CL: I don't think it's because my parents were trying to keep it a secret, but mental health just wasn't really talked about. I think it's really important for [my kids] to know to not be ashamed of seeking help or taking medication...any of those things that can reset your mental health.
That's why I like talking about this because I feel like there's still a stigma, and I just want to be able to be open and [want them to] understand: Hey, mom has anxiety. I had PMDD after my son was born, which I had never experienced before and didn't know could happen. I want them to know that it doesn't [show] weakness to seek help.
WM: Can you walk me through your experience with PMDD?

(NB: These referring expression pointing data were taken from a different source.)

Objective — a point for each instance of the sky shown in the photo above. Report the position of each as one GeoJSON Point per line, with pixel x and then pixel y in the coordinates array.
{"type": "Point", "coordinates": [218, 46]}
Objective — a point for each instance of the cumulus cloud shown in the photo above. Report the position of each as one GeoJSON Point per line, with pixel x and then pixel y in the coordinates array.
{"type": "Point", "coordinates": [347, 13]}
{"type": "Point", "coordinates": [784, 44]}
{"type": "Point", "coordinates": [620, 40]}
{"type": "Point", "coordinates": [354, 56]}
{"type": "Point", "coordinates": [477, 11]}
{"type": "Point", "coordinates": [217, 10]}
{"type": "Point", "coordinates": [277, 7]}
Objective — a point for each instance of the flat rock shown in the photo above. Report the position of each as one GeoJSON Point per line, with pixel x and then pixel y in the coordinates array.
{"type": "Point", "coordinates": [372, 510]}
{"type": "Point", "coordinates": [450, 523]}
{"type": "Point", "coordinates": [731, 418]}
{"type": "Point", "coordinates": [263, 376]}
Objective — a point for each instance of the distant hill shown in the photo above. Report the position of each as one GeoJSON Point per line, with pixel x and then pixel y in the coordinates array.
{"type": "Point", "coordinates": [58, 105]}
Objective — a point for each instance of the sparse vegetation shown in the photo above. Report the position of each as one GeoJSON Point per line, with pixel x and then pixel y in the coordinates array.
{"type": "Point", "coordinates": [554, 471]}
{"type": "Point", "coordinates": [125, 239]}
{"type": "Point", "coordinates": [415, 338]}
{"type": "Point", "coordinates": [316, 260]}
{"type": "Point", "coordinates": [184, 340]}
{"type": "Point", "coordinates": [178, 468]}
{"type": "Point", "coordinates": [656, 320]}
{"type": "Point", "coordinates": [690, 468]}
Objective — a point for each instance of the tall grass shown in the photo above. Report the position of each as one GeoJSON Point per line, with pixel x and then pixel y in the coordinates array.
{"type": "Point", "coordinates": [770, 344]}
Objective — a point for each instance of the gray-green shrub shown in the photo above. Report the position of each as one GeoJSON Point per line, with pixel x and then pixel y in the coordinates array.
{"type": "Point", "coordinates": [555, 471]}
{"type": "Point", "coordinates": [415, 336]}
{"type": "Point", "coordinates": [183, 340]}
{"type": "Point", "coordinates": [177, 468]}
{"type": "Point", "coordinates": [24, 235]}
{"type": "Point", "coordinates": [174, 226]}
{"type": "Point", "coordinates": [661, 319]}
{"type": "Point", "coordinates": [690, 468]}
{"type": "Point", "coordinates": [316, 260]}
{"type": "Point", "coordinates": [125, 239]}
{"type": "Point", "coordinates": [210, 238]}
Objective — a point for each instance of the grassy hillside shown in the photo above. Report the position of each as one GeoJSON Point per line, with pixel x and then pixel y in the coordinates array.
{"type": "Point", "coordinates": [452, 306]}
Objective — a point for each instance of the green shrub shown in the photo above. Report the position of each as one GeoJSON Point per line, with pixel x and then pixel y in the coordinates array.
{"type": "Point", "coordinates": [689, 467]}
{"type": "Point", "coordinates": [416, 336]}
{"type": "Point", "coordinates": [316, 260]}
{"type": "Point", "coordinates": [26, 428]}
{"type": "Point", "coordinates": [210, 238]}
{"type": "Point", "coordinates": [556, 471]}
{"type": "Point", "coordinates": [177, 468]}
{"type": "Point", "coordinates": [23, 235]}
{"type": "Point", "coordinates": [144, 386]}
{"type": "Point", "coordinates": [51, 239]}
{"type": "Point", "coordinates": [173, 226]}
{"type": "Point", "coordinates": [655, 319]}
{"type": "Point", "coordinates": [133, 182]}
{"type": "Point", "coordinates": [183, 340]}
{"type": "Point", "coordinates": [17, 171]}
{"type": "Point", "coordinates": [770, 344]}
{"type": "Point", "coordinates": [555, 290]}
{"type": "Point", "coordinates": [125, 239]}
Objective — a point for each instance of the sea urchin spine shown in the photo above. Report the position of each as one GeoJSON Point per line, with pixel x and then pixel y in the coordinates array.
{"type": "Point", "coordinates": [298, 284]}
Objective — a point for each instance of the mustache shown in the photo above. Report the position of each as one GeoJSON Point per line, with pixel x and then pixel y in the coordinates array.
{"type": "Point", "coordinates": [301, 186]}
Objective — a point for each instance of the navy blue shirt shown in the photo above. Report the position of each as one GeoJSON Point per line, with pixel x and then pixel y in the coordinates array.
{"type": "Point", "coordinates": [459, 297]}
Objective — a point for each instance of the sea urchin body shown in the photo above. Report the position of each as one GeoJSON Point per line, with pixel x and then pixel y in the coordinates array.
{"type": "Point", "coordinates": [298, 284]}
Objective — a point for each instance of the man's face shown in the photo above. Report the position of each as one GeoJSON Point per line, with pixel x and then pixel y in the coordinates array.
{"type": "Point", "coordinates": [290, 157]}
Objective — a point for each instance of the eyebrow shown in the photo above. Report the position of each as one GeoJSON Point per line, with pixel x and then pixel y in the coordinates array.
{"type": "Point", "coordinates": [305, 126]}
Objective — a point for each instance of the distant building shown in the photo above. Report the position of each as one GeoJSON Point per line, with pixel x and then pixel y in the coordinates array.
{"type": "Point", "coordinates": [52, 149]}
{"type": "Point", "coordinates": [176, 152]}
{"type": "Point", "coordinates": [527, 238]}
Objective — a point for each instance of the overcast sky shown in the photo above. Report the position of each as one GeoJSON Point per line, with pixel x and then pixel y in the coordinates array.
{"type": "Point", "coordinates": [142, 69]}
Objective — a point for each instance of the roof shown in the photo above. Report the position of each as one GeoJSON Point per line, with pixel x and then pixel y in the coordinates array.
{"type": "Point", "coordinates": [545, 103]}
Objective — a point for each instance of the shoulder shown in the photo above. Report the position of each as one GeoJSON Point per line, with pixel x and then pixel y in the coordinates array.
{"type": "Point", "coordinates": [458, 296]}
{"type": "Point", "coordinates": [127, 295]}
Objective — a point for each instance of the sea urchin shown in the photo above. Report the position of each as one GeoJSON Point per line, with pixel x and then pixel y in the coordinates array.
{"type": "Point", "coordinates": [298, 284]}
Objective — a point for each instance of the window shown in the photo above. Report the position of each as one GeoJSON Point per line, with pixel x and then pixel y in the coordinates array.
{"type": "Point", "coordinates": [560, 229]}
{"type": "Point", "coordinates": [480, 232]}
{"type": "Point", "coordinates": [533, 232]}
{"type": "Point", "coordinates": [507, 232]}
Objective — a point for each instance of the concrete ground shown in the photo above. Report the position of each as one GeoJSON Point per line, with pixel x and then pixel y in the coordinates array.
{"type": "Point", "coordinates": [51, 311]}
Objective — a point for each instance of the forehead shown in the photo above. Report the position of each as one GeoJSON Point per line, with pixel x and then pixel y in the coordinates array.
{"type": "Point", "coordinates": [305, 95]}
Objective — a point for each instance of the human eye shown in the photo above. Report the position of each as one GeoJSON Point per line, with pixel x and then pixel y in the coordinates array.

CL: I never really had PMS growing up. ... I hadn't suffered from depression before [either], so I didn't really understand what was going on. I just felt like there were times when, for a few days, I was just sad. Just depressed. My son was born during Covid in August 2020, so I kind of chalked it up to: This is hard; this year's hard. There are a lot of sad things happening in the world, and I'm just having one of those days.
But then it became pretty consistent. ... I realized after a while, Oh, it’s coinciding with my period starting—the days before. So when I went to go see my [doctor], I said, "I'm kind of noticing this happening every month." I described my symptoms, and she said, "Well, that's PMDD." And I had never even heard of that before.
Eventually I was like, You know what? I don't want to experience this every month. And so I went on Zoloft for the first time this year [after meeting with a psychiatrist my new therapist recommended], which I think is important to talk about because I feel like there's still a stigma about medication. I was nervous about going on it because I was like, I'm an actress. Can I still be in touch with my feelings? Will I be able to cry on camera? Will I feel different? Will I seem out of it? [But] honestly, it has been super amazing for me, and this is the first time I'm talking about it. It definitely took away my PMDD, so I don't have that dip every month. But then, also, it just helped any general anxiety I have. I feel like I'm a lot less anxious.
I did not want to go on medication. [It was] a last resort for me to ever do that. [But] I was just tired. I was tired of having that dip every month, and I thought, Why am I depriving myself of something that could really help me? ... [Now,] I can still do my job, but I don’t have that depression I was experiencing every month, and that's incredible to me.
WM: What do you want younger Camilla to know about where you’re at now with your mental health?
CL: I wish I had known that postpartum anxiety existed. I did not know that. I also just wish I had known what PMDD was because I think I would've been a lot less confused as to what was going on. ... And talking about it and seeking help is super important. ... I would tell her that it gets better. “You don't have to live with that.” That's what I would tell her.
This interview has been edited and condensed for length and clarity.